A body representing landowners and businesses in rural areas has called on ministers to act to address the 'scandal' of local authorities blocking applications made under recently relaxed planning rules to convert farm buildings to homes.

Barn conversion: CLA says local authorities are flouting rules (picture: Muellar, via Flickr)
Barn conversion: CLA says local authorities are flouting rules (picture: Muellar, via Flickr)

A new permitted development right allowing agricultural landowners convert existing buildings into dwellings without planning permission came into force in April.

But figures recently published the Department for Communities and Local Government (DCLG) revealed that 52 per cent of 162 agricultural-to-residential prior approval decisions in the second quarter of this year were refusals, a far higher proportion than applications made under other recent permitted development right changes.

In a statement issued today, Country Land and Business Association (CLA) president Henry Robinson said: "The introduction of class MB permitted development rights was a hard fought battle for the CLA and the government. The fact that local authorities are blatantly refusing to follow legislation is a scandal.

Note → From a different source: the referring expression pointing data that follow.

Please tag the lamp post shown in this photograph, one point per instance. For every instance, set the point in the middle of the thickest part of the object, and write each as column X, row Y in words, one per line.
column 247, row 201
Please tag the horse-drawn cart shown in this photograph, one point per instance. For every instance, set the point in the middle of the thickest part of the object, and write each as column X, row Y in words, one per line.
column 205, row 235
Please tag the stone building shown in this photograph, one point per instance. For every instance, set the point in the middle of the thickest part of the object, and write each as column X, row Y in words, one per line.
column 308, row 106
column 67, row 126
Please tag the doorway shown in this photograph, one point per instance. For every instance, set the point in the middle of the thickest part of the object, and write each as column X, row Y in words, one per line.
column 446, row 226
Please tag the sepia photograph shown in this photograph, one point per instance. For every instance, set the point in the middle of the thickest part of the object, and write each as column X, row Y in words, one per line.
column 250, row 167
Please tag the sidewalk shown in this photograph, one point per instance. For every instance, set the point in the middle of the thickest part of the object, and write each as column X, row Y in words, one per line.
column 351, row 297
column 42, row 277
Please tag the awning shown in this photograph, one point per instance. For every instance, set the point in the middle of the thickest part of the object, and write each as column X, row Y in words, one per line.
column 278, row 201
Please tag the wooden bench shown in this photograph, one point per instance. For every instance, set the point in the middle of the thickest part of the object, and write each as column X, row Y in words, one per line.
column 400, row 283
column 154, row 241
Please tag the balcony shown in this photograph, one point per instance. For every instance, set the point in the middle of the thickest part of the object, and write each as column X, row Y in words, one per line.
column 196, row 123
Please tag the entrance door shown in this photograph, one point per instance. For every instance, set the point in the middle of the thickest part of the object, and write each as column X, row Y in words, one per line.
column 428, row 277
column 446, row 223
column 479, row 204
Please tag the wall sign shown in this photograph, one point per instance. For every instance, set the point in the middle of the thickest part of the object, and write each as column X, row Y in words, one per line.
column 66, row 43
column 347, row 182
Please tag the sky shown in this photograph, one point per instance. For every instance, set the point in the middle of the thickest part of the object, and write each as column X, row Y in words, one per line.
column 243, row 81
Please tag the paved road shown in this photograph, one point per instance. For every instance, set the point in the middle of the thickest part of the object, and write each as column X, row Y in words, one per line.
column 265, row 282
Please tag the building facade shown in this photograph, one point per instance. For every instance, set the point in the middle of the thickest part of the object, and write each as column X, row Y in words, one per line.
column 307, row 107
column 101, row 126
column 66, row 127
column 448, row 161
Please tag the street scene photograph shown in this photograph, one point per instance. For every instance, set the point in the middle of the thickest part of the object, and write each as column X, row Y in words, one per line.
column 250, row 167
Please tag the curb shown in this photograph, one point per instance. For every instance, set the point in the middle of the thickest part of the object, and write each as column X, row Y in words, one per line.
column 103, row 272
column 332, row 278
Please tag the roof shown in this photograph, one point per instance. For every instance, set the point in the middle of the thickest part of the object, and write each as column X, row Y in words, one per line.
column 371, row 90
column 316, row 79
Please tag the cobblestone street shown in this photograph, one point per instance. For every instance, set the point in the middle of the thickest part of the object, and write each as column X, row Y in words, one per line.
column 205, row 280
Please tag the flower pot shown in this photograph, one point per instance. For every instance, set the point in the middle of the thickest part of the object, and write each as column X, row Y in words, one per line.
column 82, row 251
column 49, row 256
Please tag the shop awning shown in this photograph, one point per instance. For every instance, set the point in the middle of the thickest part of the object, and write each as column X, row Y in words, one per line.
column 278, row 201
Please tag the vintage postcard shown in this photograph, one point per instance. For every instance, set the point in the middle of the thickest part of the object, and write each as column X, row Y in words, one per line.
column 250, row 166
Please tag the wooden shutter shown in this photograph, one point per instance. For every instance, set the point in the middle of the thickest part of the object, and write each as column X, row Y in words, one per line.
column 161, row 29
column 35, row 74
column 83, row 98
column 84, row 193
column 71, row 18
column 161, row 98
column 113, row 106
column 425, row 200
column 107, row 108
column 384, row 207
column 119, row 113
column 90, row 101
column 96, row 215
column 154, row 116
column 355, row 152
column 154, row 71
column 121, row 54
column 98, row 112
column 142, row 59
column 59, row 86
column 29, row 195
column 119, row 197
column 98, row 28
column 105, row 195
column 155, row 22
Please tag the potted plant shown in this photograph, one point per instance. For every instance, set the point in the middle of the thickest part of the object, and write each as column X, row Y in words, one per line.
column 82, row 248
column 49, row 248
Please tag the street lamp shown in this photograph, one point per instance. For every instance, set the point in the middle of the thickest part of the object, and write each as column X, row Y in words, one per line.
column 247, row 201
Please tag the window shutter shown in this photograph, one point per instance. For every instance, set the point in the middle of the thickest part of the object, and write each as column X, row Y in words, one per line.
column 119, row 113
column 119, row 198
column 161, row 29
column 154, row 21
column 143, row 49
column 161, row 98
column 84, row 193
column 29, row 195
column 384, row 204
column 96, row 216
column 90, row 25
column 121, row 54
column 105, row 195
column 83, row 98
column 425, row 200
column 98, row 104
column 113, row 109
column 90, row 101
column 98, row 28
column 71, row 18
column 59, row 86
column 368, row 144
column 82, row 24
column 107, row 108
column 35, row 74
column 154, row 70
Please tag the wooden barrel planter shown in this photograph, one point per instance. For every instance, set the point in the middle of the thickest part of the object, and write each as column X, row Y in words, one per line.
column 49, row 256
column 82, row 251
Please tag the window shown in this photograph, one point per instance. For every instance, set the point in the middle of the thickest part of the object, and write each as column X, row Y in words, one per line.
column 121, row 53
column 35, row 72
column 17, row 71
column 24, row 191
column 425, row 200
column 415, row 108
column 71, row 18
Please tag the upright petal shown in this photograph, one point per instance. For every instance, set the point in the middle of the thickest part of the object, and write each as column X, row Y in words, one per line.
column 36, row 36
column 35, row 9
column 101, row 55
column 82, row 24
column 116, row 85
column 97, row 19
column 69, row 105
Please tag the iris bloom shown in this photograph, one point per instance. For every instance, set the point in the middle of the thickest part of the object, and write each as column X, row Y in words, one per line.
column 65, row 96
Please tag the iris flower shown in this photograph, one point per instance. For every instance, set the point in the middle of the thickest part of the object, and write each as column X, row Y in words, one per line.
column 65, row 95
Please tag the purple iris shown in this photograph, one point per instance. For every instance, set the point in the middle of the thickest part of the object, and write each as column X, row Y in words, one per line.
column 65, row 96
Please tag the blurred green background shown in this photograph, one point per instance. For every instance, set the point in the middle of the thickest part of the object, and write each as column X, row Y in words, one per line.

"If the government is serious about getting more underused agricultural buildings back into use and helping with our chronic housing shortage, then the planning minister must act to ensure local authorities take a genuinely constructive approach to permitted development."

Under the permitted development rules, developers must notify their local planning authority to determine whether prior approval will be required in relation to the scheme's transport, highways and noise impacts, the site's risk of contamination or flooding, and whether the location of the building "makes it otherwise impractical or undesirable" to change the use.

In October, DCLG chief planner Steve Quartermain told the British Institute of Agricultural Consultants' conference that some authorities had been "tempted" to consider other matters when deciding prior approval applications.

He told delegates: "Prior approval is not planning approval light - it's permitted development. Local authorities can't bring in matters that aren't conditions."

Housing minister Brandon Lewis said: "The government’s permitted development changes are providing much needed homes right across the country. By bringing empty and redundant buildings back into productive use, councils can unlock the potential of local brownfield sites while protecting their local countryside at no cost to the taxpayer.

"We will keep the operation of the permitted development right under review and will consider whether additional planning guidance would be helpful."

NOTE: This story was amended after publication to include a comment from DCLG, which had been contacted prior to publication.